In 1961 VAP was closed and its entire staff and assets were transferred to the provincial agriculture department.

IATI Khanpur was shifted to VAP building here the same year and its training capacity was enhanced from 50 to 100 AFAs. In 1966-67 the one-year certificate programme was upgraded to a two-year diploma programme.

Then IATI got affiliation with the University of Agriculture Faisalabad (UAF) during 1979-80 and in 200 the two-year diploma was declared equivalent to intermediate. In 2007 this diploma was upgraded to 3-year Diploma in Agriculture Sciences (DAS).

Currently the institute has total 132 employees, including teaching, administrative and supporting staff. There are workshops, laboratories, hostels, an auditorium and a residential colony owned by the institute but their buildings are in a dilapidated condition and no maintenance work, except whitewashing, had been done during the last 58 years.

In 2007 a library, a computer lab and three classrooms were added to the institute through the Human Resource Programme of Punjab government.

— Dawn photos
— Dawn photos

An IATI official, requesting anonymity, said an agriculture technical board should be established to merge all such institutes that were established in Sargodha, Layyah, Rawalpindi and Multan.

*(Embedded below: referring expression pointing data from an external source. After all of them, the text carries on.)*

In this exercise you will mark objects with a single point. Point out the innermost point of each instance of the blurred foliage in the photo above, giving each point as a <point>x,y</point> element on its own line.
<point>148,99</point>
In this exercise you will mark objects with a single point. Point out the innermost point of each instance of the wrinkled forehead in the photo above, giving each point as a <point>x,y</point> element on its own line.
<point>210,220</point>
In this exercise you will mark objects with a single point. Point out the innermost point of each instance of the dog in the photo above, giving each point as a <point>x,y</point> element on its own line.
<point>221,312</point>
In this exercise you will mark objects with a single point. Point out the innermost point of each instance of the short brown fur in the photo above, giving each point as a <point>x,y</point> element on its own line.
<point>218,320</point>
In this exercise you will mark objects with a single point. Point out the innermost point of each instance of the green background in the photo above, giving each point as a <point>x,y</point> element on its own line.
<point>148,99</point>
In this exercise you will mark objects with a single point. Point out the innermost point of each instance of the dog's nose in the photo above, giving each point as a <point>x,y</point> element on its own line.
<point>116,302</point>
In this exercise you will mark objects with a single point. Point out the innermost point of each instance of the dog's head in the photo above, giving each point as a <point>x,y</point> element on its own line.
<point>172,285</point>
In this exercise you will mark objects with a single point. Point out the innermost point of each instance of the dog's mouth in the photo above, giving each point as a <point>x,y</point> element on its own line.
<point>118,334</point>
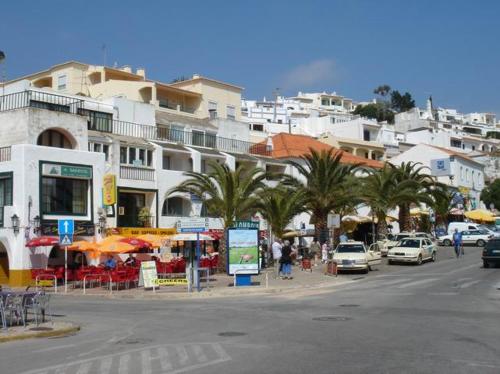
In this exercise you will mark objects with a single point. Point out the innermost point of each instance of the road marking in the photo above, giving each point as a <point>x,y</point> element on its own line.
<point>164,359</point>
<point>417,283</point>
<point>146,361</point>
<point>106,363</point>
<point>53,348</point>
<point>124,364</point>
<point>200,355</point>
<point>84,368</point>
<point>182,353</point>
<point>468,284</point>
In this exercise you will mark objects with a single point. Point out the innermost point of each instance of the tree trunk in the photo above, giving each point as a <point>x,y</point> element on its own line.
<point>321,229</point>
<point>404,217</point>
<point>221,265</point>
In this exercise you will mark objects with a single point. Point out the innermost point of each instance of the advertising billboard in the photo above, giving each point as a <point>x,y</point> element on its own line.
<point>243,251</point>
<point>440,167</point>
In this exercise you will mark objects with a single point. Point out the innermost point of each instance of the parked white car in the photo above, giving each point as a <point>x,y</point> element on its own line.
<point>475,237</point>
<point>416,250</point>
<point>355,256</point>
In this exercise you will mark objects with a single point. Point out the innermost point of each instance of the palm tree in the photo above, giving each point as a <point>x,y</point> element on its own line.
<point>279,205</point>
<point>382,191</point>
<point>230,195</point>
<point>413,172</point>
<point>322,177</point>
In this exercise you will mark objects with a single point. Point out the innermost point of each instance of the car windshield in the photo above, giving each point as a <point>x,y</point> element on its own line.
<point>400,237</point>
<point>411,243</point>
<point>356,248</point>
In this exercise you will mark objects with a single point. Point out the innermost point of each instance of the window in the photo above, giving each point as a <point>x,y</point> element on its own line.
<point>231,112</point>
<point>61,82</point>
<point>198,138</point>
<point>100,147</point>
<point>212,109</point>
<point>53,138</point>
<point>366,135</point>
<point>166,162</point>
<point>64,196</point>
<point>5,190</point>
<point>98,121</point>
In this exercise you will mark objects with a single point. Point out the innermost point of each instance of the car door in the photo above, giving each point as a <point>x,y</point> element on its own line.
<point>374,256</point>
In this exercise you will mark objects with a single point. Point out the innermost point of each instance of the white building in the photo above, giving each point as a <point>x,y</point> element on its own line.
<point>466,174</point>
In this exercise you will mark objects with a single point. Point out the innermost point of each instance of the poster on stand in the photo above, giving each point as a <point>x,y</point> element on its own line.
<point>243,251</point>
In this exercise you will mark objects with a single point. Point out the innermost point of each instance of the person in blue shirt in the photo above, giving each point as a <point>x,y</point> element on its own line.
<point>457,242</point>
<point>110,263</point>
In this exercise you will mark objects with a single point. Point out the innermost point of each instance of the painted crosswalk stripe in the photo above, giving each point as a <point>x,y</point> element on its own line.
<point>106,365</point>
<point>417,283</point>
<point>182,353</point>
<point>146,361</point>
<point>164,359</point>
<point>200,355</point>
<point>124,364</point>
<point>84,368</point>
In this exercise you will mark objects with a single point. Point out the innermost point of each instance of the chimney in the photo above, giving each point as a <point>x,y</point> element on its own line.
<point>141,72</point>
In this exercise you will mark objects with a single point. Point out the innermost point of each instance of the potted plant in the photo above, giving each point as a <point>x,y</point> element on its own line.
<point>144,217</point>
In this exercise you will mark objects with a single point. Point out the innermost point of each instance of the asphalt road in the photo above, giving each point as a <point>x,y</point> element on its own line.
<point>441,317</point>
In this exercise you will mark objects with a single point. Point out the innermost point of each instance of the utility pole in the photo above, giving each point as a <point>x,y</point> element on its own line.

He said the faculty models of the UAF and IATI, RYK, did not match with each other. He said that contract-based appointments in IATI were creating problems and there was no permission of projects in the institute.

IATI Deputy Director Imtiaz Ahmed told Dawn that the institute could be used as a hub for promoting cottage industry in this area.

He said honey bee farming (Apiculture), silk worm farming (Sericulture), mushroom cultivation, food technology, farmers’ IT training and farmers technology transfer center in the institute could be used to benefit the farmers of RYK where cotton and sugarcane was cultivated on 500,000 and 600,000 acres, respectively, while there were mango orchards on 72,000 acres.

He stressed that the IATI could also be converted into a sub-campus of the UAF which could offer BS and MS programmes with its huge infrastructure located in center of the RYK city.